The second year Buffalo head coach is also more than a bench boss for the organization. Many feel the Pegula’s are leaning heavily on Krueger’s Premier Leauge front-office experience in guiding first-year GM Adams. As we move forward with building the team, Buffalo is bringing in players that Krueger is familiar with, like Hall and even Tobias Reider, a Team Europe member under Krueger in the 2016 World Cup of Hockey. In addition, Krueger and Adams are bringing in players with Stanley Cup experience like a star like Staal and role players in defenseman Matt Irwin and Cody Eakin, both of whom were in the Cup Finals recently (Irwin in 2017, Eakin in 2018.)
It’s an approach the needs to work for a Sabres organization that has been struggling mightily since the Pegula’s first full season as owners. Things were getting to the point where their star player and face of the franchise, Eichel, was overtly expressing his dismay leading many to believe he might be ready to ask for a trade. What it comes down is the team really needs to make big strides towards winning now.

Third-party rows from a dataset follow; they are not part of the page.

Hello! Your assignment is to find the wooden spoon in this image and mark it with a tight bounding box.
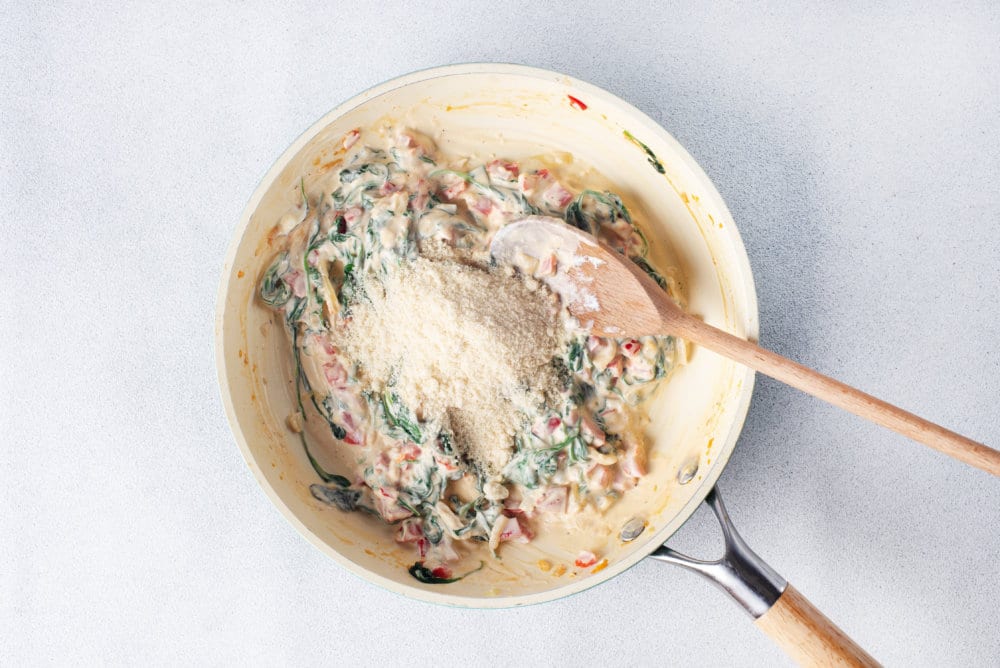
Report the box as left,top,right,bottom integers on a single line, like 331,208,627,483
490,216,1000,476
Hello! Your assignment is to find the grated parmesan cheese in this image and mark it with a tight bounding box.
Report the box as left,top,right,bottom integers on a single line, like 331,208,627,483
341,255,567,475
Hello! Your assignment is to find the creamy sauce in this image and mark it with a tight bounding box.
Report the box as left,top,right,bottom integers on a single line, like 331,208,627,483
260,126,675,582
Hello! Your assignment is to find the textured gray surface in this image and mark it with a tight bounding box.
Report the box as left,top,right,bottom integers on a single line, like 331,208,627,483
0,1,1000,666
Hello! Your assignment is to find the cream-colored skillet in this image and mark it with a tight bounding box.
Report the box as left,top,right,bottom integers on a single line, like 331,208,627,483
216,64,984,660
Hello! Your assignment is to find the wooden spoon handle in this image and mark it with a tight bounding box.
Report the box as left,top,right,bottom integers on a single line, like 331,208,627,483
666,313,1000,476
754,585,879,667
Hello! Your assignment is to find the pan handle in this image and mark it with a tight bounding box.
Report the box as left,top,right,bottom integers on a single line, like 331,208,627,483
650,489,879,666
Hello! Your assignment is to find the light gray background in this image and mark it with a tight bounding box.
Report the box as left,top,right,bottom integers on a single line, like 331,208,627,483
0,1,1000,666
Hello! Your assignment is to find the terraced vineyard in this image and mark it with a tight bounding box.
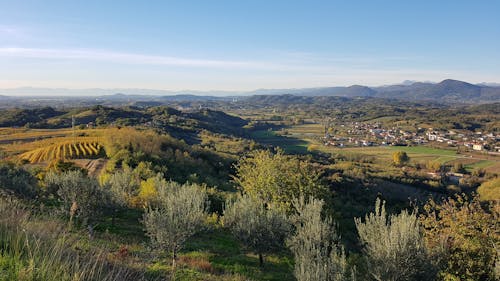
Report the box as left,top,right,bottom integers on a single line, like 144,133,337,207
19,138,103,164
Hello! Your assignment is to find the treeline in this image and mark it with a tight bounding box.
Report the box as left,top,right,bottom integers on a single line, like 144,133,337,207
0,147,500,281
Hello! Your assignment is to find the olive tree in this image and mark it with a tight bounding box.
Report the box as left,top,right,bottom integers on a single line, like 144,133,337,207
392,151,410,166
355,199,437,281
45,171,107,236
223,195,290,266
286,197,351,281
234,150,326,211
143,182,208,277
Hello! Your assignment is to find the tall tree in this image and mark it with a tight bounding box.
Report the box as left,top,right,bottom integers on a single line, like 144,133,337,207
420,196,500,281
234,150,325,209
45,171,104,236
223,195,290,266
355,199,436,281
143,182,208,279
392,151,410,167
287,197,351,281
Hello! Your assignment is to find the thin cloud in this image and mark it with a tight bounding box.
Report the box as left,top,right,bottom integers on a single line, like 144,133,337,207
0,48,272,68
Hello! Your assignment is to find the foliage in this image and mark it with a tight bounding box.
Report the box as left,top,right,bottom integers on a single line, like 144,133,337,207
223,192,290,266
420,196,500,281
287,198,349,281
234,150,325,210
19,137,103,163
45,168,107,226
392,151,410,166
0,162,38,197
0,195,145,281
477,177,500,201
355,199,436,281
143,182,207,276
107,166,139,207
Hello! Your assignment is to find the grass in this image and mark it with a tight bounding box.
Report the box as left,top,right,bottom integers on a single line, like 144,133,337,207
251,130,308,154
465,160,496,171
388,145,457,156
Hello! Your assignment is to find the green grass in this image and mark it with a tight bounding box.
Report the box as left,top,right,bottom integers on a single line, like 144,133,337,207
465,160,496,170
388,146,457,156
251,130,308,154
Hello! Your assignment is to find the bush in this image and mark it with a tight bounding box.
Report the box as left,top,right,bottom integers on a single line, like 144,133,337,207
0,163,38,197
223,195,290,266
45,171,108,231
355,199,436,281
287,198,350,281
143,182,207,279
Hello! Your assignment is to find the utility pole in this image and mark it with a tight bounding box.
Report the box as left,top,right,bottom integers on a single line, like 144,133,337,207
71,115,76,144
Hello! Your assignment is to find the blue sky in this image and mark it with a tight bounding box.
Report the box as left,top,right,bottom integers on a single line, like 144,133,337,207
0,0,500,90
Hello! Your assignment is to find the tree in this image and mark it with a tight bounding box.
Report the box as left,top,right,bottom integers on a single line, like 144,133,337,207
45,171,107,236
106,169,139,207
0,163,38,197
143,182,208,279
452,162,467,174
355,199,436,281
223,195,290,266
392,151,410,167
420,195,500,281
477,177,500,201
287,197,350,281
234,150,325,210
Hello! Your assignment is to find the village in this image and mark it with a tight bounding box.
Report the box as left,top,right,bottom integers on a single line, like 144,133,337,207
323,122,500,154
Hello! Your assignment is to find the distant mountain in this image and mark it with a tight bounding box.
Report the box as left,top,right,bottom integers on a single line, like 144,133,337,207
0,79,500,103
250,79,500,103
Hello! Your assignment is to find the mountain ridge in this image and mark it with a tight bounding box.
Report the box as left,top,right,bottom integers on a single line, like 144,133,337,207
0,79,500,103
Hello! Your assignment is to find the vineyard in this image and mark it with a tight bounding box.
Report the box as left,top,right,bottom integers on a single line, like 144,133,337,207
19,138,104,164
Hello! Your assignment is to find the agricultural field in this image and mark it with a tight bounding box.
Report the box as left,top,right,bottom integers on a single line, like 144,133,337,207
252,123,500,173
0,128,106,164
19,138,103,164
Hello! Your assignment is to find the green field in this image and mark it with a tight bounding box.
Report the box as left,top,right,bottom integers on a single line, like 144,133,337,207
388,146,457,156
251,130,308,154
252,124,500,172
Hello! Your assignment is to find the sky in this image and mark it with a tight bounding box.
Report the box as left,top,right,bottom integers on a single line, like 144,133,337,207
0,0,500,91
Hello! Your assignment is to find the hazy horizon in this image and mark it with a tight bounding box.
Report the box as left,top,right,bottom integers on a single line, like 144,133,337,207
0,0,500,92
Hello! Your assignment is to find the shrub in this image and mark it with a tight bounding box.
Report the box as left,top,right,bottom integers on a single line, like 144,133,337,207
287,198,350,281
143,182,207,279
223,195,290,266
0,163,38,197
355,199,436,281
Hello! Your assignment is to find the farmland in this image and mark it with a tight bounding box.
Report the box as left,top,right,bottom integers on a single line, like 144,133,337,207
252,123,500,173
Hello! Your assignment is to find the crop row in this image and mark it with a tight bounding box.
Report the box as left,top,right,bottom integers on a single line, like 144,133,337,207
20,141,102,163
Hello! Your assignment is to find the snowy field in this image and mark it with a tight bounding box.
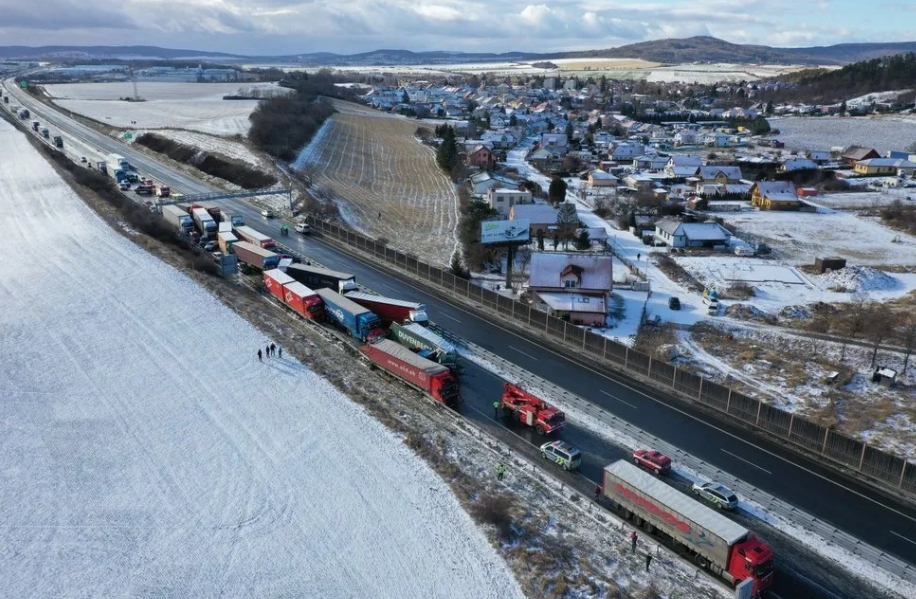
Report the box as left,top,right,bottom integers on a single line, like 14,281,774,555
134,129,265,167
768,117,916,154
0,122,522,599
722,211,916,266
47,82,286,136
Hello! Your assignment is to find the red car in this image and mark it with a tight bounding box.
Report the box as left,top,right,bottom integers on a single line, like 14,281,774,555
633,449,671,474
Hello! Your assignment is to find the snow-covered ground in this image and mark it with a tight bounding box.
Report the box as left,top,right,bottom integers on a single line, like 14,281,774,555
134,129,265,167
47,82,284,136
722,209,916,266
0,122,522,599
768,116,916,153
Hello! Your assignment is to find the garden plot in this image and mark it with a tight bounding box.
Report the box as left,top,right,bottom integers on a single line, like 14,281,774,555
47,82,286,136
293,104,458,266
723,211,916,267
769,117,916,153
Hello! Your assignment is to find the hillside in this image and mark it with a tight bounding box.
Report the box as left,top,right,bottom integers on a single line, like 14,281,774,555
560,36,916,65
766,52,916,103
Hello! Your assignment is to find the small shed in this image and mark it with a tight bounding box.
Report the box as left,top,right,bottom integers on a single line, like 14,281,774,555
871,366,897,387
814,256,846,275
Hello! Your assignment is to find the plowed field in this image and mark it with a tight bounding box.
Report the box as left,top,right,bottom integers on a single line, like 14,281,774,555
295,103,458,265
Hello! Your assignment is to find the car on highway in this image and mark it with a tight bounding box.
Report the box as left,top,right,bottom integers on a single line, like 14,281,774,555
692,482,738,510
541,441,582,470
633,449,671,474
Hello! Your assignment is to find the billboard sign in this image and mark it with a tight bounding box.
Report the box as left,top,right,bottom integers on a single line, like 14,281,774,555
480,219,531,244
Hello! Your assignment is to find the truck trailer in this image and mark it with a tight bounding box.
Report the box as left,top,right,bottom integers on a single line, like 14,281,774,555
162,206,194,233
191,208,216,237
346,291,429,325
314,290,385,341
106,154,131,171
232,241,280,270
388,324,461,374
359,339,459,408
232,225,277,250
216,232,239,254
602,460,773,594
223,210,245,227
286,264,357,294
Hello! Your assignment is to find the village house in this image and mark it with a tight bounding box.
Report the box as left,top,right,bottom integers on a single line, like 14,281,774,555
751,181,801,210
665,156,703,179
840,146,881,167
854,158,916,177
588,169,617,189
468,145,497,170
487,187,534,219
528,252,613,327
779,158,819,173
655,218,732,248
509,204,558,239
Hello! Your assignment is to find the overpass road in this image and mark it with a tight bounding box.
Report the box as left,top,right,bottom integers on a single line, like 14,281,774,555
6,77,916,596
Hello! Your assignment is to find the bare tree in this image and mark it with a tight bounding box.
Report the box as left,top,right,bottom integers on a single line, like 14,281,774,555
865,303,894,368
896,312,916,376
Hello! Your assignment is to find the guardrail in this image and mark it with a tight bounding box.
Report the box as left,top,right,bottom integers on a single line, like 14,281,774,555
452,336,916,584
308,216,916,502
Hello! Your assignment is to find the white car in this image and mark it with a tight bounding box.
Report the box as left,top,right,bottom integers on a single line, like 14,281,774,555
693,483,738,510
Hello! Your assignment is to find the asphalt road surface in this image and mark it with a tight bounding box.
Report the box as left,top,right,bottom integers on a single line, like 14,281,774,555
6,85,916,598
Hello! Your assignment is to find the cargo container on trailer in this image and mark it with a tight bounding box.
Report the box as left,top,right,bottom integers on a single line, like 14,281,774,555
602,460,773,593
359,339,459,408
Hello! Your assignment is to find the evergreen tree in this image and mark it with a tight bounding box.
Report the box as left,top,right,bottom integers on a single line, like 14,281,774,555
547,177,566,205
557,202,579,249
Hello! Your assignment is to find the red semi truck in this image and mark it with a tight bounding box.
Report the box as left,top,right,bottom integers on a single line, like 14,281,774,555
344,291,429,326
359,339,459,408
264,269,324,320
502,383,566,435
602,460,773,596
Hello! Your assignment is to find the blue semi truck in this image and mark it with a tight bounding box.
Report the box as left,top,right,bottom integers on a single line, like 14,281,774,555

Trading for Staal and bringing in a player of Hall’s stature points the team in that direction as they add a some star-quality to the top-six that hasn’t been there since 2018 when the team moved on from Tim Murray’s accelerated rebuild. Since then the Sabres watched former players succeed with Cup-winning teams while Buffalo bounced around the basement of the league. In doing so it alienated a fan base with repercussions rattling through the entire league.
With all that said, the goodwill that's been fostered this off season was greatly needed but all of that will be blown to bits if this team does not show significant progress on the ice and, most ideally, make the playoffs. That's where Krueger and his coaching staff come in. Krueger and the front office has done extremely well fostering a culture to bring in two significant pieces, but wins and losses will determine just how successful the organization ultimately is.